If you want to simply remove a compromised regular key from your account, you don't need to generate a key pair first and just use the SetRegularKey method, omitting the RegularKey value in the request. Note that the method fails if you don't have another way of signing for your account currently enabled (either the master key or a signer list).
Here's an example SetRegularKey request and response that removes an existing regular key from an account:
WebSocket Request:
{
"command" : "submit",
"tx_json" : {
"TransactionType" : "SetRegularKey",
"Account" : "rUAi7pipxGpYfPNg3LtPcf2ApiS8aw9A93"
},
"secret" : "sh8i92YRnEjJy3fpFkL8txQSCVo79"
}
WebSocket Response:
{
"result": {
"engine_result": "tesSUCCESS",
"engine_result_code": 0,
"engine_result_message": "The transaction was applied. Only final in a validated ledger.",
"tx_blob": "1200052280000000240000000668400000000000000A732103AEEFE1E8ED4BBC009DE996AC03A8C6B5713B1554794056C66E5B8D1753C7DD0E744630440220703F4EB4D1DF90632DDEB0F3B72B41B7E85C739933C9AF55472BB154637645B202202689C22A10965DA0F0EA1D745EBB8E94E242572490FED69A059D724172E9DCFC8114830923439D307E642CED308FD91EF701A7BAA747",
"tx_json": {
"Account": "rUAi7pipxGpYfPNg3LtPcf2ApiS8aw9A93",
"Fee": "10",
"Flags": 2147483648,
"Sequence": 6,
"SigningPubKey": "03AEEFE1E8ED4BBC009DE996AC03A8C6B5713B1554794056C66E5B8D1753C7DD0E",
"TransactionType": "SetRegularKey",
"TxnSignature": "30440220703F4EB4D1DF90632DDEB0F3B72B41B7E85C739933C9AF55472BB154637645B202202689C22A10965DA0F0EA1D745EBB8E94E242572490FED69A059D724172E9DCFC",
"hash": "15234F29930BFB8A87EB604D4E657CDEE277BAF9D670A90CDE2453A608A9A81C"
}
},
"status": "success",
"type": "response"
}
The way to verify that regular key removal succeeded is to confirm that you can't send a transaction using the removed regular key.

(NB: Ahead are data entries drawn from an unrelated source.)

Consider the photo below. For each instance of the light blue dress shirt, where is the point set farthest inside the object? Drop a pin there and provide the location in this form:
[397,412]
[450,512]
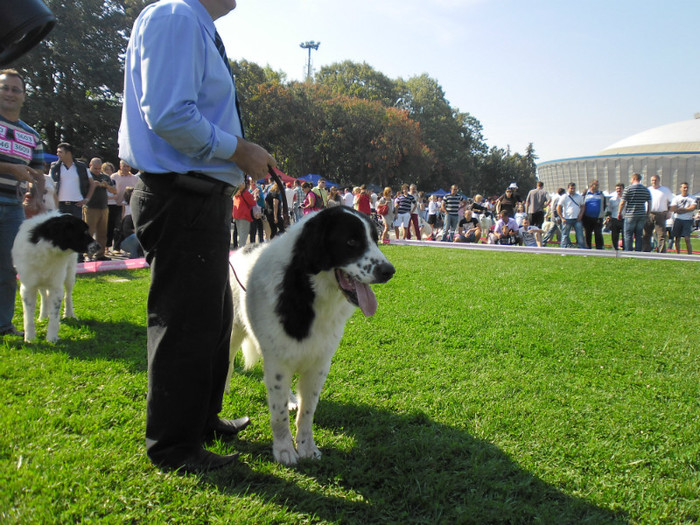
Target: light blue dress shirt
[179,110]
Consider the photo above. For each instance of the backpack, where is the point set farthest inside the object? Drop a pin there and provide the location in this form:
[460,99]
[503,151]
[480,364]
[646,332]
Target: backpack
[319,199]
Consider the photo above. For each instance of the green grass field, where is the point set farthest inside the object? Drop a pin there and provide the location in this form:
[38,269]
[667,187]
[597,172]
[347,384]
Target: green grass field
[490,387]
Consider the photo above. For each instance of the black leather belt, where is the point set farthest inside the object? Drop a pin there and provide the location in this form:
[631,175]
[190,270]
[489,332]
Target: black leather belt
[192,182]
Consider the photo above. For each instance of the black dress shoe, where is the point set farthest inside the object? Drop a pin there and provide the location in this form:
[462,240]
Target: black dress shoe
[203,461]
[227,428]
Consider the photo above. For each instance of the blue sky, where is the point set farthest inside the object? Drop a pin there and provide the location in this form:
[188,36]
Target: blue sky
[570,77]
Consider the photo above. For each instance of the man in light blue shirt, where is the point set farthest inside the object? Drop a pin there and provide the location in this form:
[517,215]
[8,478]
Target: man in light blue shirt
[181,128]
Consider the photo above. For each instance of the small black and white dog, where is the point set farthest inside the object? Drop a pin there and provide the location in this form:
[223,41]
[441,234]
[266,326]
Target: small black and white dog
[44,254]
[291,299]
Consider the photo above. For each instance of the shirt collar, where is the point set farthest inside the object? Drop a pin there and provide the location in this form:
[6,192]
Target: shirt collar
[203,15]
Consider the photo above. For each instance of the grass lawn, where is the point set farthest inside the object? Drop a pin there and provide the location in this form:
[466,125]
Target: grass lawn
[490,387]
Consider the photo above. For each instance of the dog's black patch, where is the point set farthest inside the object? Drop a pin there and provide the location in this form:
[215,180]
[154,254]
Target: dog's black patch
[65,232]
[333,237]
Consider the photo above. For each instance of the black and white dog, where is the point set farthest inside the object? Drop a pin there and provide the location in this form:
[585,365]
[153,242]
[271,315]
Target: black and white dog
[292,298]
[44,254]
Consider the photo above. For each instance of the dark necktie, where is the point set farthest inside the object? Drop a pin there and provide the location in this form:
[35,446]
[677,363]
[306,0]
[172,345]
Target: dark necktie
[222,51]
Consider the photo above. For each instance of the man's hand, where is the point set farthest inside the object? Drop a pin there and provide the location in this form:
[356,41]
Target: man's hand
[254,160]
[23,172]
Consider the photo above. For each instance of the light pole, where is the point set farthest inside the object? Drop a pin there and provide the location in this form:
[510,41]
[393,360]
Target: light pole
[309,45]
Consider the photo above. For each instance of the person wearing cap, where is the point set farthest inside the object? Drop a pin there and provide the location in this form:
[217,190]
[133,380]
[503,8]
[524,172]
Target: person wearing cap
[536,202]
[508,200]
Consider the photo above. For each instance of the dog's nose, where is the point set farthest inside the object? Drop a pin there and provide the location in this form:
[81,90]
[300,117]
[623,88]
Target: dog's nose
[383,272]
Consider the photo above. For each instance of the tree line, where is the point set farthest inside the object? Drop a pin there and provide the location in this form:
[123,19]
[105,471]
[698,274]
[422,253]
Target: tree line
[351,124]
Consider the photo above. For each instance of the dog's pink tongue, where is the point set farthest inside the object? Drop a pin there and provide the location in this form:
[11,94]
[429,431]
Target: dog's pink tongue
[366,298]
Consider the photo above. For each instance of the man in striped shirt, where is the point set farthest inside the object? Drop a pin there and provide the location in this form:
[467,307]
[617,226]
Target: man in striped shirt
[636,203]
[450,207]
[21,161]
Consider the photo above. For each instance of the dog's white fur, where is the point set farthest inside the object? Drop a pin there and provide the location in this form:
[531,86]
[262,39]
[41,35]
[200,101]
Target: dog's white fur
[46,269]
[260,329]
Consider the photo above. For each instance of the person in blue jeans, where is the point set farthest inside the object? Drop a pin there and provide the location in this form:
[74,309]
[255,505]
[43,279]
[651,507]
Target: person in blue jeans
[635,204]
[21,161]
[570,208]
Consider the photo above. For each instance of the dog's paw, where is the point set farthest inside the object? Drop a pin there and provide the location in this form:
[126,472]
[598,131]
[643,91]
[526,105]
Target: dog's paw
[292,403]
[308,449]
[285,455]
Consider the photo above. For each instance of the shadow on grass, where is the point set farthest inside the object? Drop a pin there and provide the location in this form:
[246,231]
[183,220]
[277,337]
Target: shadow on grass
[99,340]
[408,469]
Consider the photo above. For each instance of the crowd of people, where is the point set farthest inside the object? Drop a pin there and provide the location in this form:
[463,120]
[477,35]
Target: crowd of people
[638,217]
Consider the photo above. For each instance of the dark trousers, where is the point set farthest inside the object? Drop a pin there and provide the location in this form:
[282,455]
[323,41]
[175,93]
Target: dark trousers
[615,232]
[593,227]
[114,221]
[537,218]
[185,237]
[655,226]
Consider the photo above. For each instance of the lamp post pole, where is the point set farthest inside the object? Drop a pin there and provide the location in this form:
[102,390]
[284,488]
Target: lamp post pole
[309,46]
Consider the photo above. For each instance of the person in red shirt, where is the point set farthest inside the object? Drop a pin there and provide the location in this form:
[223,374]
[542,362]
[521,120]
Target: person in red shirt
[243,202]
[362,202]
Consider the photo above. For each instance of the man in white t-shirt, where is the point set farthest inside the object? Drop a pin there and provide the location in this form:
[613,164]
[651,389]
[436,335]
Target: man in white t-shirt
[570,208]
[661,198]
[73,181]
[683,207]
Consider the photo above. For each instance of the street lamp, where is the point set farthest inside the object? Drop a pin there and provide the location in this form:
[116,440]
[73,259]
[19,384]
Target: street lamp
[309,45]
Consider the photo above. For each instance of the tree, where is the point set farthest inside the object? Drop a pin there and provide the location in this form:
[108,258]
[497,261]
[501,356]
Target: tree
[454,138]
[359,81]
[75,76]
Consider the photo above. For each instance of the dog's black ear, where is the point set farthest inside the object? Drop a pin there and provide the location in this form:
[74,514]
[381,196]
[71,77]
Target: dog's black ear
[311,253]
[48,230]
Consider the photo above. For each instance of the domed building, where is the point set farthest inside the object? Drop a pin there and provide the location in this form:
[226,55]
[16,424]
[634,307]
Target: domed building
[671,151]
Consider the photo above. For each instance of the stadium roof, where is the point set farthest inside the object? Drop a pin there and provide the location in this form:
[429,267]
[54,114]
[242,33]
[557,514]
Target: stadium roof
[679,137]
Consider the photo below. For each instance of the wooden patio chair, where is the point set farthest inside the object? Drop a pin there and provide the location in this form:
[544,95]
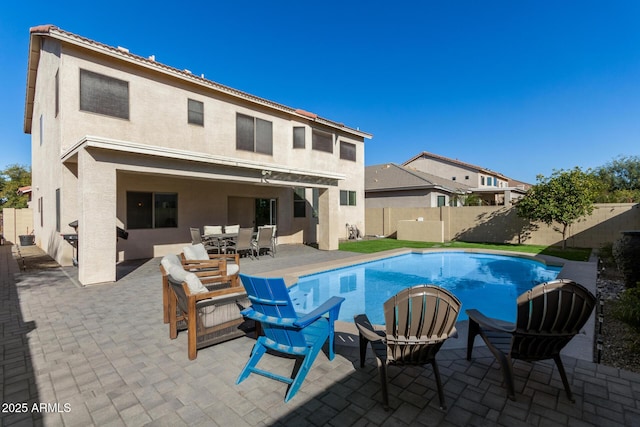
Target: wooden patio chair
[243,242]
[211,316]
[285,331]
[418,320]
[264,241]
[548,317]
[204,268]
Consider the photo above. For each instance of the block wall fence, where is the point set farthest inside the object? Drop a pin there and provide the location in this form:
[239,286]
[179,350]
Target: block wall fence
[495,224]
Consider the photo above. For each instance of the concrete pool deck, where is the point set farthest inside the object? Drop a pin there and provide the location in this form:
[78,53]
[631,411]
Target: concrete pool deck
[104,351]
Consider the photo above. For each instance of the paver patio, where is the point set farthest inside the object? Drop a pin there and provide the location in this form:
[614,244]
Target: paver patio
[104,356]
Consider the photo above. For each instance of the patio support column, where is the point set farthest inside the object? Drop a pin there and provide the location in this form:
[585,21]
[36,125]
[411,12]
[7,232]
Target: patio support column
[96,220]
[328,218]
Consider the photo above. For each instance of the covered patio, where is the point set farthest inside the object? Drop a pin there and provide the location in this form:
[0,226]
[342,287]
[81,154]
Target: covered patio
[115,183]
[105,352]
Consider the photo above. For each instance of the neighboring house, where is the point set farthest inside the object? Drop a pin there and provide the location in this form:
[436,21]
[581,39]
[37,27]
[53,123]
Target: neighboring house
[390,185]
[119,140]
[492,187]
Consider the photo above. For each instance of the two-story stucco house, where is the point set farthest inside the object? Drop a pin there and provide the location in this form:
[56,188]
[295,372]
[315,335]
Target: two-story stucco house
[120,140]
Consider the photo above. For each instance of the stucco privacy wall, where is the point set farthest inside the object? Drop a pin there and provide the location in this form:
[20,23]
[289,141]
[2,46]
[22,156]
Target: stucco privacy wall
[16,222]
[502,225]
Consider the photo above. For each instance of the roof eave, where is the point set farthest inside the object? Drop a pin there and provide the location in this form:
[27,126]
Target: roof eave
[123,55]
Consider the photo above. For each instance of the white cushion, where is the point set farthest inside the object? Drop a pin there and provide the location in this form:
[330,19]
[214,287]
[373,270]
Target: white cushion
[195,252]
[177,273]
[169,260]
[212,229]
[232,269]
[232,228]
[194,284]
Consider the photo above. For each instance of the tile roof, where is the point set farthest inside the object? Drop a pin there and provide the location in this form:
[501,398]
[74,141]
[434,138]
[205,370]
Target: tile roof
[390,176]
[124,54]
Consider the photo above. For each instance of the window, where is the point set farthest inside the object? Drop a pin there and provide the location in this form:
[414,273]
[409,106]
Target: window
[104,95]
[299,203]
[315,201]
[347,198]
[322,141]
[152,210]
[347,151]
[195,111]
[57,93]
[253,134]
[298,137]
[58,210]
[41,136]
[41,211]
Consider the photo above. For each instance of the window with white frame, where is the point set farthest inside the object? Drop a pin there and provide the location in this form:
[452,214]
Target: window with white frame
[347,198]
[195,112]
[151,210]
[298,137]
[347,151]
[299,203]
[254,134]
[322,141]
[104,95]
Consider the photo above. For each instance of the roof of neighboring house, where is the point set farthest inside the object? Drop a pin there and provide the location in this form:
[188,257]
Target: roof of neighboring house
[123,54]
[457,163]
[390,176]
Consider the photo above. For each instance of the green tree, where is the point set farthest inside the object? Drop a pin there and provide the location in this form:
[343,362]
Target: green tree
[563,198]
[12,178]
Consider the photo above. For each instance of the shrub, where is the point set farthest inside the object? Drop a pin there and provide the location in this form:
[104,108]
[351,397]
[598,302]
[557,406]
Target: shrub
[627,308]
[626,252]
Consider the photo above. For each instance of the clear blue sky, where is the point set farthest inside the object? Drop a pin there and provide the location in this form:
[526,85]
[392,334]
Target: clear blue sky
[521,87]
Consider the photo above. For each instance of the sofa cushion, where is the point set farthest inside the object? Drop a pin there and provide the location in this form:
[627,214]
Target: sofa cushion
[196,252]
[194,284]
[168,260]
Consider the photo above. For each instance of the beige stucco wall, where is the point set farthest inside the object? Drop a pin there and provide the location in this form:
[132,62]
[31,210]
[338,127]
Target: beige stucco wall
[93,182]
[502,225]
[16,222]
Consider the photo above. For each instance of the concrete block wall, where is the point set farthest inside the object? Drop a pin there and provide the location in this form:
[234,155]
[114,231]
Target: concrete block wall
[16,222]
[502,225]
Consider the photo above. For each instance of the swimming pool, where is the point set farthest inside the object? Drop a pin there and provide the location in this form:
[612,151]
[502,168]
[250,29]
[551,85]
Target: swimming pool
[489,283]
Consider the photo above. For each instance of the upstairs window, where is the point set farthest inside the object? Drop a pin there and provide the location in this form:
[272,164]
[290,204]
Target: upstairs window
[195,111]
[299,203]
[104,95]
[322,141]
[347,151]
[254,134]
[298,137]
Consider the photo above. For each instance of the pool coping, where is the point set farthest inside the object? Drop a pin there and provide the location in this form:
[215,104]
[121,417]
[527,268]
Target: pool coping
[583,272]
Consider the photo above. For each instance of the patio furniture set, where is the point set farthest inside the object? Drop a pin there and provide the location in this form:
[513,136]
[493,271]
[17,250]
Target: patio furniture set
[236,239]
[207,295]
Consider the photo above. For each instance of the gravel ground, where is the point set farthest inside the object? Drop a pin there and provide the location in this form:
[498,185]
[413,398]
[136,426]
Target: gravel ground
[620,342]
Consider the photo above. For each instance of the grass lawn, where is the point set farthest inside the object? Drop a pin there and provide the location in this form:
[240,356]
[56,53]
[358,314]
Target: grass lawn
[377,245]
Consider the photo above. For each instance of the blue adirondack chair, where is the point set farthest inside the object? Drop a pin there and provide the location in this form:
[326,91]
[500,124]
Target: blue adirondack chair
[286,331]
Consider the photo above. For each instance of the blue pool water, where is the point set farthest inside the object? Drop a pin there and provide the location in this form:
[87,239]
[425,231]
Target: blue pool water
[489,283]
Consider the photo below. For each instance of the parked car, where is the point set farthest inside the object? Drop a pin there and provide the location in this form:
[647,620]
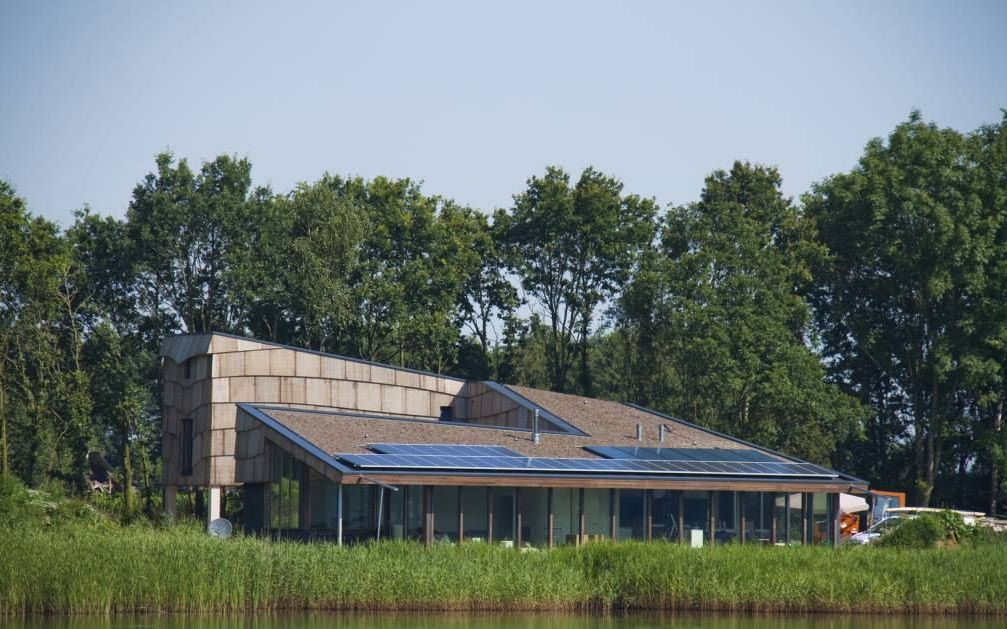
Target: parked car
[880,528]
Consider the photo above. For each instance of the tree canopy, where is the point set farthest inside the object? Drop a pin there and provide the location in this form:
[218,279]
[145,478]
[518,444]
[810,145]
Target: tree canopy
[863,327]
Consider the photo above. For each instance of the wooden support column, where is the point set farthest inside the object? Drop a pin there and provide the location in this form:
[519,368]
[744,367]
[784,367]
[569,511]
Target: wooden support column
[338,514]
[582,523]
[461,519]
[489,514]
[519,518]
[739,500]
[682,516]
[613,511]
[550,521]
[428,515]
[713,517]
[834,520]
[805,506]
[772,521]
[649,517]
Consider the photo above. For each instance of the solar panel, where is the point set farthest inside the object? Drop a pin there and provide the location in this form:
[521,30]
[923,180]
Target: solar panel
[444,450]
[510,463]
[719,455]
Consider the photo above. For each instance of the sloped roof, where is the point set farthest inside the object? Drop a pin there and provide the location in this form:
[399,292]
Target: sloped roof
[605,424]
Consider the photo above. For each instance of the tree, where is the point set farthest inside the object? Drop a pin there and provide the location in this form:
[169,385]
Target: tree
[907,248]
[182,225]
[123,402]
[720,318]
[572,248]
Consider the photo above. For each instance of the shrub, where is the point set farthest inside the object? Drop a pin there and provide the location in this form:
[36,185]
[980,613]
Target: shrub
[918,532]
[954,524]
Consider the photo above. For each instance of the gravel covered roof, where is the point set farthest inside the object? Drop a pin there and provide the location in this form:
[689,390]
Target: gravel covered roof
[606,424]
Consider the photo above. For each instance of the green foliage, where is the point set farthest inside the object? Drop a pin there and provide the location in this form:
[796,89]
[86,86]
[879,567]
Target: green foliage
[714,327]
[866,328]
[924,531]
[909,299]
[954,524]
[572,247]
[181,569]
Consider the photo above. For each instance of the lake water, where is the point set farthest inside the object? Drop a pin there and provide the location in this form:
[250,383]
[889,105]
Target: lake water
[515,621]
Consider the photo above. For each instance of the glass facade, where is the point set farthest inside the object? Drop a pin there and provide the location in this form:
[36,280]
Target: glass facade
[632,514]
[696,512]
[445,506]
[405,513]
[301,498]
[474,508]
[726,516]
[757,513]
[285,490]
[666,509]
[566,515]
[534,506]
[598,513]
[820,518]
[505,510]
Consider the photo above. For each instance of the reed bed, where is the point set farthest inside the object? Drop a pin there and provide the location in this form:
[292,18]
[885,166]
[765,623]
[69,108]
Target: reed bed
[80,570]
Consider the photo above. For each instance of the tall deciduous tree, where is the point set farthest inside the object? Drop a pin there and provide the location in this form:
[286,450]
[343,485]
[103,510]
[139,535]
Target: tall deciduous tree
[720,314]
[908,245]
[572,247]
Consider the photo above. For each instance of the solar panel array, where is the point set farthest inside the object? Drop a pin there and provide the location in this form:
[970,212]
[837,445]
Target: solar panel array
[720,455]
[590,466]
[444,450]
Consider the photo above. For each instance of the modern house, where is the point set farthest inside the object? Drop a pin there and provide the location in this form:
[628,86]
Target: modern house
[331,447]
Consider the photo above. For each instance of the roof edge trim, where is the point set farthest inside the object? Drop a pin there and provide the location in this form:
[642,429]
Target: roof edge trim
[296,348]
[513,396]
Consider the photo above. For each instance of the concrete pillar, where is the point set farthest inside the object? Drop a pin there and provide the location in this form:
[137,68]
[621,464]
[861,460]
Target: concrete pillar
[170,500]
[213,508]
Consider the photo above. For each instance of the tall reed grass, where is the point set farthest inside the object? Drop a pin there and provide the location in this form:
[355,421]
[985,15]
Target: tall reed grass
[116,570]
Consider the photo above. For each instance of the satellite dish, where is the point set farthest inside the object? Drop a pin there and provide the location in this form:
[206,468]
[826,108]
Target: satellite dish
[220,528]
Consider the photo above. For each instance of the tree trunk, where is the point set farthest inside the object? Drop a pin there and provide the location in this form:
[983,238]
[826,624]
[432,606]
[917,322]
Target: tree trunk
[998,419]
[127,472]
[4,449]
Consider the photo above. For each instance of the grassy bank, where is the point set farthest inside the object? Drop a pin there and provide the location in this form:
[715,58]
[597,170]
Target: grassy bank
[108,570]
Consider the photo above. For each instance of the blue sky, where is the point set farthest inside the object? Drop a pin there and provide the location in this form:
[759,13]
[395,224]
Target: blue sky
[472,98]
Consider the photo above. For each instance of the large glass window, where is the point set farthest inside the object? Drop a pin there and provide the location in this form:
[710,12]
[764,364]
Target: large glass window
[566,515]
[285,490]
[666,514]
[360,512]
[474,507]
[726,516]
[406,513]
[757,508]
[598,513]
[445,505]
[697,516]
[323,501]
[796,518]
[504,513]
[632,513]
[535,516]
[820,520]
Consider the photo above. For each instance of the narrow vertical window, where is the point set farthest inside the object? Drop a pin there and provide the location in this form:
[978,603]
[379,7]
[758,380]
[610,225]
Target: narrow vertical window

Here's an example error response for an AccountSet transaction signed using the regular key removed by the SetRegularKey transaction above.
WebSocket Response:
{
"error": "badSecret",
"error_code": 41,
"error_message": "Secret does not match account.",
"request": {
"command": "submit",
"secret": "sh8i92YRnEjJy3fpFkL8txQSCVo79",
"tx_json": {
"Account": "rUAi7pipxGpYfPNg3LtPcf2ApiS8aw9A93",
"TransactionType": "AccountSet"
}
},
"status": "error",
"type": "response"
}
In some cases, you can even use the SetRegularKey method to send a key reset transaction without paying the transaction cost. With the enablement of the FeeEscalation amendment, rippled prioritizes key reset transactions above other transactions even though the nominal transaction cost of a key reset transaction is zero.